REPEAT
- Last Updated: May 13, 2026
- 3 minute read
- Semaphore
- Documentation
Specifies the number of times that the rule may be repeated when the rule is a child of some sequence rule.
If there is no parent sequence rule this attribute has no effect.
Applies to
All rules except SKIP
Values
- “[NN]”
- “[NN]?” non-greedy match - new in Semaphore 3.7
Where [NN] is some number
Example
<phrase punctuation="none">
<text data="test"/>
<text data="*" repeat="1" />
<text data="data"/>
</phrase>
This would match
test some data
and
test some more data
The repeat is greedy - this means that it will use the largest repeat which is possible at a particular site in the document so given:-
test some data data
the phrase found would be all 4 words (“test some data” is a possible match but it is ignored in favour of the greedy solution “test some data data”

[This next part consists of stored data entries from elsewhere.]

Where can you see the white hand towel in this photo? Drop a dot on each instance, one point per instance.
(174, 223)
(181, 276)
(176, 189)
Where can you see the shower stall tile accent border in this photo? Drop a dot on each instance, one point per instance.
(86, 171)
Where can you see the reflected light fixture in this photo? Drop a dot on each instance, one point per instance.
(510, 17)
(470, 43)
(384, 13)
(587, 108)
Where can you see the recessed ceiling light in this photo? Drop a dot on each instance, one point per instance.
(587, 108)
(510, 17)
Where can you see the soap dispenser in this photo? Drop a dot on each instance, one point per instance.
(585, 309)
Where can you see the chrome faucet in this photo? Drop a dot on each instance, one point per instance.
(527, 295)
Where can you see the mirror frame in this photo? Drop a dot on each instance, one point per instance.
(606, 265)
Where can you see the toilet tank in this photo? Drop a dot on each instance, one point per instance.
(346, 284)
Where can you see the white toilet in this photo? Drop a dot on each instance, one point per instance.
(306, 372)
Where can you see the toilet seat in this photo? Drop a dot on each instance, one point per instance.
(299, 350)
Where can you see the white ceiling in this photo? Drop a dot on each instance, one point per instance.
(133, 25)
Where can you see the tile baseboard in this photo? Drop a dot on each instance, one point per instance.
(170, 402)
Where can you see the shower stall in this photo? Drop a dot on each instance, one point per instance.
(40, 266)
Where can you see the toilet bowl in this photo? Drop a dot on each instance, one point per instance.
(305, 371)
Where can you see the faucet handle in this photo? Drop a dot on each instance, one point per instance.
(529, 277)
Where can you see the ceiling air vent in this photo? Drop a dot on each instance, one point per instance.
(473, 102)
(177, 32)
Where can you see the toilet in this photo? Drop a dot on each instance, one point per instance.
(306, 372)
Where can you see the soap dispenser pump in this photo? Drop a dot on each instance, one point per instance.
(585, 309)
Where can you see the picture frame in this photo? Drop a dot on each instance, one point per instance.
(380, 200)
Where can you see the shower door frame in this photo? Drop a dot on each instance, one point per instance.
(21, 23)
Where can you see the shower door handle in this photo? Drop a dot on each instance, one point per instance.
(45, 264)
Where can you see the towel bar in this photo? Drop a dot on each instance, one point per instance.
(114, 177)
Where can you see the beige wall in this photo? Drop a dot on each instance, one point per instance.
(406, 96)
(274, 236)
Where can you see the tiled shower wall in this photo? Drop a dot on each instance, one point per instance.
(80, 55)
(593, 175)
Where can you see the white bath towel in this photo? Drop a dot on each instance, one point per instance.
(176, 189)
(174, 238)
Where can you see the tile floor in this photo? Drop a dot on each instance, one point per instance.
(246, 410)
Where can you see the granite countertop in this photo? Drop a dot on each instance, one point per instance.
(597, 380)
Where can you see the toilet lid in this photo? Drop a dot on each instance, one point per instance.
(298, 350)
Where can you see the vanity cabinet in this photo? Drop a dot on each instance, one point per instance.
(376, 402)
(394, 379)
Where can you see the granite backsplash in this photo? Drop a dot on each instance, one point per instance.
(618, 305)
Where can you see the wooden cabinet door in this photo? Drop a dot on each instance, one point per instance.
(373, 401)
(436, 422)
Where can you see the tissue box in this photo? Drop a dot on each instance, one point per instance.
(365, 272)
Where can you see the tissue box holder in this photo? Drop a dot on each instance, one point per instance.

Non greedy repeat may be used by appending a ? after the repeat count so
<category class="non greedy" template="1" >
<phrase>
<text data="Start"/>
<any repeat="10?" capture="1" >
<text data="A*" />
<text data="B*" />
<text data="S*" />
</any>
<text data="Stop" />
</phrase>
</category>
<category class="greedy" template="1" >
<phrase>
<text data="Start"/>
<any repeat="10" capture="1" >
<text data="A*" />
<text data="B*" />
<text data="S*" />
</any>
<text data="Stop" />
</phrase>
</category>
on
Start A1 A2 A3 Stop S2 S3 Stop
Will match “A1 A2 A3” as non greedy and “A1 A2 A3 Stop S2 S3” in greedy mode.
Note 1
The value for the repeat is the number of repeats - not the number of occurrences. This is how the word repeat is used in English - i.e. if X is repeated once that is “XX” which is 2 occurrences of X. Despite this it is easy to think that the repeat count is the number of times a rule may occur
Note 2
The example given above is done for clarity of exposition only. The example behaviour is better implemented using a skip rule rather than a wild card text rule since <text data=“*”/> has a very large entry in the evidence table (all tokens in the document). If used heavily within a rulenet, wildcarding will cause noticeable slowdown in classification times and so should be avoided when possible.
Note 3
The skip rule may not have a repeat attribute and a warning is generated if one is applied. Also it is an error to have a repeat rule with not=“1” (in this case CS just ignores the repeat rather than generating a warning)
Note 4
There is one subtle behavioural aspect for this attribute which is probably worth mentioning
<phrase>
<expression type="person" />
<skip count="3" />
<any repeat="5" capture="1">
<text data="{adv}" />
<text data="{V}" />
</any>
</phrase>
Which captures the verbs or adverbs which occur after a persons name in a document.
The repeated any which is captured is captured in a single phrase range - this means that when this data is output from a template rule you get a single firing for this repeated rule.
However if the repeated rule is a child of some sequence with a larger syntactic unit eg:
<sequence type="sentence" >
<expression type="person" />
<skip count="3" />
<sentence repeat="5" capture="1">
<text data="{adv}" />
<text data="{V}" />
</sentence>
</sequence>
which will find the adverbs and verbs (where both occur) in subsequent sentences from a person in the document.
In this case the repeated rule (the sentence) will not join its firings into 1 phrase range but will fire for each individual sentence (even if use_zone_as_evidence=“1” is set).
This, hopefully, gives the most useful behaviour in all cases.